Estou lendo Contas Públicas no Brasil, um livro organizado por Felipe Salto e Josué Pellegrini, com artigos escritos pelos maiores especialistas em políticas públicas no Brasil.
O capítulo sobre benefícios sociais, escrito por Pedro Jucá Maciel e Guilherme Ceccato, é muito esclarecedor, para não dizer estarrecedor.
Em primeiro lugar, os autores medem o tamanho dos “gastos sociais” no Brasil, incluindo,transferências diretas às famílias (aposentadorias, BPC, bolsa família etc) e gastos diretos com com saúde, educação, cultura e saneamento, incluindo os funcionários públicos dessas áreas. Em 2018, de todas as despesas do governo central, cerca de 70% foram para as rubricas de “gastos sociais”. Ou seja, cerca de 30% das despesas são queimadas para sustentar a própria máquina governamental.

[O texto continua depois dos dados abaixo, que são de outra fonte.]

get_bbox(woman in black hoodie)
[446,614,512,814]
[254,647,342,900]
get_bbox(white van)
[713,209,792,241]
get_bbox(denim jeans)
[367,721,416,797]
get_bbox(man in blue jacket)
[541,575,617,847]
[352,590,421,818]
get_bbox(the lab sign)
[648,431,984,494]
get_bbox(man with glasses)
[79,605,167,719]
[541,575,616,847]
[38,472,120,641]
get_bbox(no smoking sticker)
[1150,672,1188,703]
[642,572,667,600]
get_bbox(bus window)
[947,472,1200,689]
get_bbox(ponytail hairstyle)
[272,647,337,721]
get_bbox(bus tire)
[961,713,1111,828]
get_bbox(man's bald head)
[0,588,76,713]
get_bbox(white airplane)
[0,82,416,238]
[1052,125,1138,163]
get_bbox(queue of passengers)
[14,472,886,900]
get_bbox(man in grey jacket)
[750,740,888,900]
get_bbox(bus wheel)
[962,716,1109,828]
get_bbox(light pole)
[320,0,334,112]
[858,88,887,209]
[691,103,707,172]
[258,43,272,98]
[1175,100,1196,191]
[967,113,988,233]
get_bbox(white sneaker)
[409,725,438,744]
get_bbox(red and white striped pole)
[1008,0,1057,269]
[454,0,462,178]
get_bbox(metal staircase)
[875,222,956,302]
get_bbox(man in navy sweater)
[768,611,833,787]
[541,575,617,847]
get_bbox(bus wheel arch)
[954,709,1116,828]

Em seguida, os autores fazem uma comparação internacional a respeito da efetividade do governo na função de distribuir renda, tanto do lado da tributação (distribuição justa da carga tributária) como das transferências diretas do governo para a população (aposentadorias, seguro desemprego, BPC, bolsa família etc). Essa efetividade é medida pela melhora do índice de Gini após a tributação/distribuição. O índice de Gini, como sabemos, mede a desigualdade de renda: quanto mais próximo de 1, mais desigual é a distribuição, quanto mais próximo de zero, menos desigualdade temos.
O Brasil, antes dos impostos, tem Gini de 0,58 (dados de 2017). A média dos países da OCDE é de 0,47. Os autores atribuem essa diferença ao grau de acesso à boa educação, que já separa no berço ricos e pobres. Os mais pobres nos países da OCDE teriam acesso à educação mais semelhante aos mais ricos, explicando a diferença inicial. Até aqui, nenhuma novidade.
O interessante vem agora. Depois da cobrança de impostos e das transferências governamentais, o Gini médio dos países da OCDE cai para 0,31, enquanto o Gini do Brasil cai para 0,47. Ou seja, os países da OCDE conseguem reduzir seu Gini em 0,16, ao passo que o Brasil reduz o seu Gini em apenas 0,11. Isso acontece mesmo ajustando-se pelo tamanho da carga tributária de cada país. Em outras palavras, o estado brasileiro é menos eficiente do que a média da OCDE na sua função redistributiva.
Os autores dão alguns exemplos que ajudam a entender o problema. Por exemplo, o imposto sobre o consumo, que tributa horizontalmente, é maior no Brasil do que nos países da OCDE, ao passo que o imposto sobre a renda, que é progressivo, tem aqui as menores alíquotas, além de contar com muitas isenções. Outro exemplo: de todas as transferências diretas, 30% vão para os 10% mais pobres, enquanto na média dos países da OCDE, este número é de 70%. Isso acontece por conta dos benefícios da previdência, que tem regras generosas para os trabalhadores formais, deixando os informais dependendo de transferências menores, como bolsa família e BPC.
Enfim, a desigualdade brasileira é uma realidade irrefutável. Claro que o crescimento econômico é desejável e mitigaria o problema da pobreza, mas há muito o que se fazer também em termos de redistribuição sem necessariamente aumentar a carga tributária. O problema, como sempre, é mexer na renda do “andar de cima”, em que nos incluímos todos os que frequentam essa página. Apontar o dedo para ”os políticos” ou “para as corporações de funcionários públicos” é fácil. Difícil é aceitar receber menos aposentadoria ou pagar mais imposto de renda.
PS.: Reconheço que não é nada animador topar pagar mais imposto para um estado como o brasileiro. Trata-se de um bom motivo para manter o status quo.